EILAT, Israel (AP) — A captured ship Israel says carried advanced rockets from Iran bound for Gaza militants arrived to port Saturday, where authorities prepared its cargo for a public display Israel hopes will step up pressure on world powers as they negotiate with Tehran over its nuclear program.
The KLOS C freighter sailed into Israel's southern Eilat port accompanied by naval vessels and masked commando forces that seized it days earlier in the Red Sea. Israel says the ship was packed with dozens of Syrian-made M-302 rockets that would have put Israel's biggest cities well within reach of Palestinian militants in the Gaza Strip. It accuses Iran of orchestrating the delivery in an elaborate 5,000-mile (8,000-kilometer) journey that included covert stops across the region.
Officials in Iran and Gaza have denied being involved with the shipment. But in an interview with Israel Channel 10 TV aired Saturday, Prime Minister Benjamin Netanyahu said that once the ship was fully unloaded "the truth will come out." Israel plans to unveil the cache Monday with the country's leaders in attendance.
The interview was conducted this week in the United States, where Netanyahu was pressing his case for more pressure on Iran. He said the naval raid, which took place in the Red Sea hundreds of miles from Israel, showed Iran's true face and that Israel would expose it to the world.

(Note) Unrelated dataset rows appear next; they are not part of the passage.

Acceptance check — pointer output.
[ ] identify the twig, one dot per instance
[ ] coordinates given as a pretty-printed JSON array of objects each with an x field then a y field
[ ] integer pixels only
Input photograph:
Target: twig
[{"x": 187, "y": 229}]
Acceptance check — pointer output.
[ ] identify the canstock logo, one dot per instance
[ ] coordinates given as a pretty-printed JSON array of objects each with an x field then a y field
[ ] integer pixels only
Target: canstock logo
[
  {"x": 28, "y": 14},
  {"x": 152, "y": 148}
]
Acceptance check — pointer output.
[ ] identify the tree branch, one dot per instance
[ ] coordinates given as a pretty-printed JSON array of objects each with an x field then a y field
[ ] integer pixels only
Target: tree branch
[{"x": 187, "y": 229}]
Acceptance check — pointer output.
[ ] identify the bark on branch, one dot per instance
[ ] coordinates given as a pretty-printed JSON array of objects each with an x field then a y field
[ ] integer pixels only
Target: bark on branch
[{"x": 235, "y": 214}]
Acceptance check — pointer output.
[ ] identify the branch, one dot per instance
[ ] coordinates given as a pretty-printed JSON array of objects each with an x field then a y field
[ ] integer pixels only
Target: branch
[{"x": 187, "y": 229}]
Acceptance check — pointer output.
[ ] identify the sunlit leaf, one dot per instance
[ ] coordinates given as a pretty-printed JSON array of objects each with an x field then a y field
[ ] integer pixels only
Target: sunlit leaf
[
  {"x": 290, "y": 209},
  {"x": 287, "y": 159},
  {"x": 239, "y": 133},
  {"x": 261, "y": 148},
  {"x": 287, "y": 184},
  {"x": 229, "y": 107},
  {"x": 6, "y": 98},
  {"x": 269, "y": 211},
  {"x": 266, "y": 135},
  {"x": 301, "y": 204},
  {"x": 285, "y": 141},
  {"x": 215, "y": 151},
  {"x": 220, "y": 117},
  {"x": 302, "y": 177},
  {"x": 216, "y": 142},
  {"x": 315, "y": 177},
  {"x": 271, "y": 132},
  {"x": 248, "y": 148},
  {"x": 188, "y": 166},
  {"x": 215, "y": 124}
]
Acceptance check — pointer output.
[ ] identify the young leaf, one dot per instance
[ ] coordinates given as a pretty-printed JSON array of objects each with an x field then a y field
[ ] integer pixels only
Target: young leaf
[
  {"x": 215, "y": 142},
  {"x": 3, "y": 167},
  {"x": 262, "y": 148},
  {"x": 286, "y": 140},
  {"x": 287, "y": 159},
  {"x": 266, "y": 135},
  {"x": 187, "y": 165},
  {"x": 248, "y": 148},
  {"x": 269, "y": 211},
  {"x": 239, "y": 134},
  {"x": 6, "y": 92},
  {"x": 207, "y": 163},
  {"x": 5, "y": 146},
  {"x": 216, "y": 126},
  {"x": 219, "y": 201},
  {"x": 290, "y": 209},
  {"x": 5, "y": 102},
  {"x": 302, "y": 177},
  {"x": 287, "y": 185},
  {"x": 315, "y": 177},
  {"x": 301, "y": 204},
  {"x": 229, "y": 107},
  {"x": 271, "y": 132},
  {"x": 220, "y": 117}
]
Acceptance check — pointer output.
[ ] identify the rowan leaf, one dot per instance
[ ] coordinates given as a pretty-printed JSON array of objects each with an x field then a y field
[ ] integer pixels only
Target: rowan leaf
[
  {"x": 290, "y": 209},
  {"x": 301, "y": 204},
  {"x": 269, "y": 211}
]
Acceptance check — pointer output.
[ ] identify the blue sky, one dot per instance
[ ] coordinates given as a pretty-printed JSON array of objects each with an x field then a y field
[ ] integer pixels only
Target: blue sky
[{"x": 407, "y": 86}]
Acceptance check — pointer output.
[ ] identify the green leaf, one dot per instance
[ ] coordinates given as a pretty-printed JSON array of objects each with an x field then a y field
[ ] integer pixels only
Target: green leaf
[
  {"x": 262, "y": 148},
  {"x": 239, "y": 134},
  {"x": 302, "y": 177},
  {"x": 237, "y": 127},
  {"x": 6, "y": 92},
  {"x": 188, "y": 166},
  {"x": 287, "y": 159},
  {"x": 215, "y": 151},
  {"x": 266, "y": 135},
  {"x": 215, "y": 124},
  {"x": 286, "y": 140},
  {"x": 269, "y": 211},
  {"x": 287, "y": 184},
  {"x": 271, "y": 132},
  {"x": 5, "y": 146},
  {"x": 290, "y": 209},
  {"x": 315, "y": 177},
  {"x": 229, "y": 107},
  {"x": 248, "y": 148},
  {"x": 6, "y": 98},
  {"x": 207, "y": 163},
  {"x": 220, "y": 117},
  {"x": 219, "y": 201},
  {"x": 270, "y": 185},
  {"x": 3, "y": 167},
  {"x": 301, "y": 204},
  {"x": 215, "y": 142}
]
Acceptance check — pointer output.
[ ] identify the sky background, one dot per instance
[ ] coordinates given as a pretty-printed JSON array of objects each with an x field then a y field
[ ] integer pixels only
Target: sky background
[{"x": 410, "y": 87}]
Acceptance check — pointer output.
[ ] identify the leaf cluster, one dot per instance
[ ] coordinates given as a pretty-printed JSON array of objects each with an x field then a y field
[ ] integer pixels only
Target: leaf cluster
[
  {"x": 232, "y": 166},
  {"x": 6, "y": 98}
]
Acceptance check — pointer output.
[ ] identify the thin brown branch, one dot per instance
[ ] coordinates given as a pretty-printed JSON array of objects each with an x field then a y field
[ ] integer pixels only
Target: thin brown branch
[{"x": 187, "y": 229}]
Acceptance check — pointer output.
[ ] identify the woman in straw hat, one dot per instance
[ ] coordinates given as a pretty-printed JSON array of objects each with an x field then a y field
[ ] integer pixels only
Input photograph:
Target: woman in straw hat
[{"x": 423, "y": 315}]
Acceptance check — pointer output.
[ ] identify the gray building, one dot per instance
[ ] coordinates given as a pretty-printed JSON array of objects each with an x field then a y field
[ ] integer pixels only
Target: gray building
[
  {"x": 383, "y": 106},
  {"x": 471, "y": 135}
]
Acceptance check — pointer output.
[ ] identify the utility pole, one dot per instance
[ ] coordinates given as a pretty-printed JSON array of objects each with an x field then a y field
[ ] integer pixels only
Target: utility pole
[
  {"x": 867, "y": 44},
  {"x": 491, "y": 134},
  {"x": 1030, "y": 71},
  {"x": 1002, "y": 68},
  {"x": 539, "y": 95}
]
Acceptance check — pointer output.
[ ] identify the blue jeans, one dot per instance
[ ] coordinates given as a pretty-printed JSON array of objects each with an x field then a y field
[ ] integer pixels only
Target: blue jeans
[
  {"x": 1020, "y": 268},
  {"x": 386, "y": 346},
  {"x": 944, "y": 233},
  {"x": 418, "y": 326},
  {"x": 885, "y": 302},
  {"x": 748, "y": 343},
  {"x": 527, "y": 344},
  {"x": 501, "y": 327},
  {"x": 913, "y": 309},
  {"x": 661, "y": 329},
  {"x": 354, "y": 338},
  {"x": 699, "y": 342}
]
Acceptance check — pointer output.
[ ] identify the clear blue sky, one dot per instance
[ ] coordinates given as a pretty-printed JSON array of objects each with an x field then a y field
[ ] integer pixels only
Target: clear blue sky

"My instructions were total silence until we catch the ship, and from the moment that we had control of the ship, to go out and immediately tell the truth, because there is a battle over the truth," he said.
Israel believes that Iran is trying to build a nuclear weapon, a charge Iran denies. Israel says a nuclear-armed Iran would pose a threat to the existence of the Jewish state, citing Iranian calls for Israel's destruction, its development of long-range missiles and its support for militant groups.
Netanyahu has been an outspoken critic of the efforts by six world powers to negotiate a deal with Iran that would substantially scale back its nuclear program in exchange for ending international sanctions. He says a current, interim deal gives Iran too much relief while getting little in return, and fears a final agreement would leave Iran with the capability to make a bomb.
Since the global powers reached their interim deal with Iran last November, Netanyahu's warnings about Iran have been largely ignored by world leaders.
In the interview, which came following a meeting with President Barack Obama, Netanyahu pressed further.
"I don't just want Iran not to have a bomb. I don't want Iran to have the ability to make a bomb," he said. "I don't outsource Israeli security."
In a separate interview with Channel 2, part of a series that were the first Netanyahu granted to Israel media outlets in more than a year, the prime minister said he was prepared to reach a peace accord with the Palestinians so long as it marked an end to the conflict.
He added that while in was clear some Jewish settlements won't be part of a future peace accord, he would make sure the number left out "will be as low as possible." He would not elaborate on the fate of these settlers.
More than 500,000 settlers live in the West Bank and east Jerusalem, territories that Israel captured in the 1967 Mideast war and which the Palestinians hope will be part of their future state.